- Genres: Rock, Pop rock
- Occupation: Musician
- Instruments: Drums, percussion

= David Perper =

American drummer

David Perper is an American drummer. Since 1970, David has played and recorded with national and local Bay Area artists and bands including Kingfish, the New Riders of the Purple Sage, Jesse Colin Young, the Youngbloods, the Mamas & the Papas, the Hoodoo Rhythm Devils, the Rowan Brothers, Peter Rowan and the Free Mexican Air Force, the Sounds of San Francisco (featuring John Cippolina, Greg Douglas, Alex Ligertwood, and David Margen), Lamb, Steve Seskin, Bill Cutler, Barry Flast and Trouble, David Denny, Chris Michie and Andy Kulberg, Rahni Raines, Joe Christmas, and Big Bang Beat. Perper lives in San Francisco.
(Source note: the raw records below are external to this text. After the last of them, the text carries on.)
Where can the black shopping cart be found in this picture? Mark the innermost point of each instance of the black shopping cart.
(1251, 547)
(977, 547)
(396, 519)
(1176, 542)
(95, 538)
He played for the California band Pablo Cruise to replace founding drummer Steve Price. Perper was aboard in 1983 for their last album for A&M Records, Out of Our Hands, although Price played on two songs. He then departed in 1984 as the original members of the band briefly reunited in 1985-1986 before disbanding altogether. Perper then joined a brief (1984–85) reunion of The Youngbloods, toured with Jesse Colin Young, and is known to have played as a substitute drummer for The Rhythm Rockers (Robert Valdez, guitar; Gil Roman, bass and lead vocals) c. 1990, for one gig at the now defunct Pat O'Shea's Mad Hatter on Geary Boulevard in San Francisco. In 1986, David formed the City Section featuring ex-Santana members Alex Ligertwood and David Margen, Nate Ginsberg, and Jerry Cortez.

David Perper was at times a member of the band Kingfish, playing in versions of the band that sometimes included Bob Weir of the Grateful Dead.
Perper played with John Cipollina in The Sounds of San Francisco c. 1986.
From 2011 through October 2016, David was a member of the Daniel Castro Band.